Monday, February 8, 2010

The Who

Forty-one years separate the first video below, from the second.





I was going to conclude with: No comment. But what the heck.

As a teenager in the 1980s, I was primarly a Beatles freak. But it was hard not to take note of the Who's final concert in Toronto in 1982. Long Live Rock (Be it Dead or Alive)!



So when they reunited in 1985 for Live Aid, I had to watch. The video feed cut off halfway through "My Generation."



In 1989, the band reunited, played "Tommy" -- and came to Exhibition Stadium in Toronto, backed by a horn section.



It  was strangely disappointing. Still, there they were. I'd finally seen them in the flesh.
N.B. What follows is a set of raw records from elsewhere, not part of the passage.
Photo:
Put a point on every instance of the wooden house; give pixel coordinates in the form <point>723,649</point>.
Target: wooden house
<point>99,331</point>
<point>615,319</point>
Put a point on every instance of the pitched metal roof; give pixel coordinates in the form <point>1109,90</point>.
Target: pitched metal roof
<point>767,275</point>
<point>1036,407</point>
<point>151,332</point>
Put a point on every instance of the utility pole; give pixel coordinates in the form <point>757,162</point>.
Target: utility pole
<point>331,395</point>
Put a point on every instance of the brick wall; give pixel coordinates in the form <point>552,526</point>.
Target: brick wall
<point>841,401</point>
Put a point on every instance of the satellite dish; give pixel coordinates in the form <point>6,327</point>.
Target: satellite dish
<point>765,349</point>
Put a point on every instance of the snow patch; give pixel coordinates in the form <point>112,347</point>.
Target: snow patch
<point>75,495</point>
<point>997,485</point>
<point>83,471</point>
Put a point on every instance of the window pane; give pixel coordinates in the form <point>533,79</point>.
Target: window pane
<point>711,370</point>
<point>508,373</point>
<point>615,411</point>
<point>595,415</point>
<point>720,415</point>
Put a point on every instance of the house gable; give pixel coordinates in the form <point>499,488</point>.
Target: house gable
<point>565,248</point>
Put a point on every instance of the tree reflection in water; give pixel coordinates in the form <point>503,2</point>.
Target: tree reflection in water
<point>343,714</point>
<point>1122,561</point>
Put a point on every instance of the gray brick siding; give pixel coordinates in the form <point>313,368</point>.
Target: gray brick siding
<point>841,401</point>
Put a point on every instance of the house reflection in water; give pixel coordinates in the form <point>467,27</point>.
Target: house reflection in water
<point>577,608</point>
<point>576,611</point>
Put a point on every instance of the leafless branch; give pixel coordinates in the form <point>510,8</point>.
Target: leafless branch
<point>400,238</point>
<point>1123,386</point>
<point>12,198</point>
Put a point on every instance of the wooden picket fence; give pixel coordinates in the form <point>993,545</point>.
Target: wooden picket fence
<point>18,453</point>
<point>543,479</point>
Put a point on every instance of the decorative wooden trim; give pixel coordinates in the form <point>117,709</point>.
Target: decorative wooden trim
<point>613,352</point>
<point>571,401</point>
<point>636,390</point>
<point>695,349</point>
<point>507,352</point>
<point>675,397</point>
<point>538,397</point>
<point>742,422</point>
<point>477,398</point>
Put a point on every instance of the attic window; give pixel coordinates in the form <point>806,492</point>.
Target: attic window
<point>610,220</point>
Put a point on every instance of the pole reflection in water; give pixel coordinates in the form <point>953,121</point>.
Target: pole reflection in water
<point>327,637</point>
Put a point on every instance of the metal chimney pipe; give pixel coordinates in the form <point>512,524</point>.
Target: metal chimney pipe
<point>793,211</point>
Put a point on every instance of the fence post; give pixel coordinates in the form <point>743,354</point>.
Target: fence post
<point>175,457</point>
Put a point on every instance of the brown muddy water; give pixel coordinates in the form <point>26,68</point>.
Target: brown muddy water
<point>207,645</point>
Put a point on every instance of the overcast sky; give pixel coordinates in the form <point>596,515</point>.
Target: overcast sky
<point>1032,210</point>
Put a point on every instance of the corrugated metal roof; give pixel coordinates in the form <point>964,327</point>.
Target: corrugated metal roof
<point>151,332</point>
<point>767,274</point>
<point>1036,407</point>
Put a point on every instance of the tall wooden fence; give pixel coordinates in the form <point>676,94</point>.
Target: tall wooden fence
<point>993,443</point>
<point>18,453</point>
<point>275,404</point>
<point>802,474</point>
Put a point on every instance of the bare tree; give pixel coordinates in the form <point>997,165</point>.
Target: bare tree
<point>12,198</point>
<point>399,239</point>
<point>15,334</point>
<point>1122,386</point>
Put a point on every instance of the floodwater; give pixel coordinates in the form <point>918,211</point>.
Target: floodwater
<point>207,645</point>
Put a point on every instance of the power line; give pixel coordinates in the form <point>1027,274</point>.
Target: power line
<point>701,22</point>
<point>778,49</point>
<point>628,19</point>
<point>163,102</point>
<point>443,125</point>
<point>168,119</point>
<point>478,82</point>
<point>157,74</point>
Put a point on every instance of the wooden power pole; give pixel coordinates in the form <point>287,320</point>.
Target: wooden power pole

Then in 2006, they put out their first album since the early 1980s and played in Toronto again. I went.



I sat at the far end of the Air Canada Centre and thought: Pete is a guitar god.

I thought, They don't make 'em like that any more.

I thought I was 15 again.

I thought, I will remember this for the rest of my life.

All kidding aside, it was a remarkable concert. For one, the audience had 15-year-olds and 70-year-olds. And the band was LOUD. It was everything the 1989 concert hadn't been. I thought, This is The Who. This is the Who of the 1970s. And isn't Zach Starkey having the time of his life, acting out Keith Moon.

In a book of interviews, Bono recounts seeing The Who at the post-9/11 concert in NYC. He says they walked in, looking like longshoremen, and U2 felt like amateurs.

Okay, I don't really have anything to say. Except, Hope I die (before I get old).